Chinese Currency Manipulation Puts Stranglehold on Middle Class
Layoffs. Bankruptcies. Foreclosures. How many working families must hit rock bottom before lawmakers act on one key component of their fall — currency manipulation? Over the past seven years our Asian trading partners, led by China, have boosted the competitive advantage of their manufactured products by keeping their currencies artificially low. The Chinese yuan sets the pace for other currencies in the region and it remains undervalued by an estimated 40 percent. It’s time for action.

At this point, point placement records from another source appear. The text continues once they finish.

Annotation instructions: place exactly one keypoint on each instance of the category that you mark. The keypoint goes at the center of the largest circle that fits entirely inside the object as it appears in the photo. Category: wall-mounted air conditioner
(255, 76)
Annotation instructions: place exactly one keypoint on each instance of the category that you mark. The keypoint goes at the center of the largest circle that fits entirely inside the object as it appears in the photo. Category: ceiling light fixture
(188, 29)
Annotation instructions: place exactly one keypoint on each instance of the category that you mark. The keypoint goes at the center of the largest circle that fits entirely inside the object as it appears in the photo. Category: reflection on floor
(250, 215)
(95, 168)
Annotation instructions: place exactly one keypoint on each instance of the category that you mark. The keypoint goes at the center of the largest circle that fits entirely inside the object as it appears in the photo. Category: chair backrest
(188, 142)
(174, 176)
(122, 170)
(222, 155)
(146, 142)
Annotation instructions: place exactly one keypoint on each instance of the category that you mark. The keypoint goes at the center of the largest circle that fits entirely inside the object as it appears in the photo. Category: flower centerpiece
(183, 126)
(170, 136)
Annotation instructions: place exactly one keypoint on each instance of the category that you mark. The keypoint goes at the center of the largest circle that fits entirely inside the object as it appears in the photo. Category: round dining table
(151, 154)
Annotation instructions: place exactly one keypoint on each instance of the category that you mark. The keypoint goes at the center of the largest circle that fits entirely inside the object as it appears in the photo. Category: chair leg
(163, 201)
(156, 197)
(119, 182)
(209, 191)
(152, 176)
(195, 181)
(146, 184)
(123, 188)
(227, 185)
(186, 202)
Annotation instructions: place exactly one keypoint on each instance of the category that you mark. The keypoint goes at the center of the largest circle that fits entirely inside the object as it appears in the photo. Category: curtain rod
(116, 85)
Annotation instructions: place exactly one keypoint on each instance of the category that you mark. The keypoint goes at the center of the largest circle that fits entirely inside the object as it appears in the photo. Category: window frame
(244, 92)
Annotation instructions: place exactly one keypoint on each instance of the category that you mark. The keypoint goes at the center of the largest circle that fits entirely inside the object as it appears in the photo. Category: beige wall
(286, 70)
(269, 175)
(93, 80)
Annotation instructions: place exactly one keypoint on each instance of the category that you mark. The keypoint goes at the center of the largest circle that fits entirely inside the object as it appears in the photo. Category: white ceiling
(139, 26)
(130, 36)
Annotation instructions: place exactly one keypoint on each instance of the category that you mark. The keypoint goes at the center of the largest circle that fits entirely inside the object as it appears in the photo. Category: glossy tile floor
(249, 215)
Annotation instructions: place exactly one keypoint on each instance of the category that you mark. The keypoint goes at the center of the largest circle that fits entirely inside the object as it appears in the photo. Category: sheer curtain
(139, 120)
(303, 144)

Up until now, our government sat on its hands while the trade deficit with China soared. It more than doubled between 2002 and 2006, growing from $103 billion to $233 billion. Last year China accounted for a shocking 43 percent of our manufactured goods deficit. It is currently on a pace to hit a full half of that deficit by year’s end. Today China, Malaysia, Korea and Japan account for two-thirds of our 2007 trade deficit in manufactured goods.
While governments played money games, American manufacturing was being decimated. Our nation lost more than 3 million manufacturing jobs and over 40,000 facilities closed since Bush took office. The loss of 18,000 additional manufacturing jobs in September put manufacturing employment below 14 million for the first time since 1950. Currency manipulation has played a damaging role in this decline.
Two-thirds of the products coming into the U.S from China are produced by transnational firms, many of them American, who have gone there in part to take advantage of the artificially low currency. Cars and automotive parts manufactured in Japan gain a major advantage from the undervalued yen. Every Japanese automobile import has a $4,000 to $12,000 dollar price advantage built in.
To understand how out-of-whack things have become one only needs to look at what has happened with the dollar. Its decline by more than 25 percent over the last eighteen months created a trade advantage with Europe, but not with China, which keeps the yuan within a narrow range of the dollar. As a result, while our deficit with Europe declined by $18 billion through August 2007, our deficit with China’s continues to soar and is running $20 billion ahead of last year’s record.
This is not an academic exercise. The difference between currency manipulation and a fair exchange rate is the difference between having a job and watching your factory shut its gates. It is the difference between having health insurance for your kids – or not. And, for our country, it may be the difference between having a healthy middle class – or sitting back and watching as economic divisions tear us apart.
What does it take to see that there is something fatally flawed in a trade policy that allows this to go on? Even the most conservative free trade economists admit there is a currency problem. And so does the U.S. Treasury, but they refuse to act.
In June 2005, then-Secretary Snow testified to the Senate Finance Committee that “if current trends continue without substantial alteration, China’s policies will likely meet the technical requirements of the statute for designation … Concerns of competitiveness with China also constrain neighboring economies in their adoption of more flexible exchange policies. China’s rigid currency regime has become highly distortionary.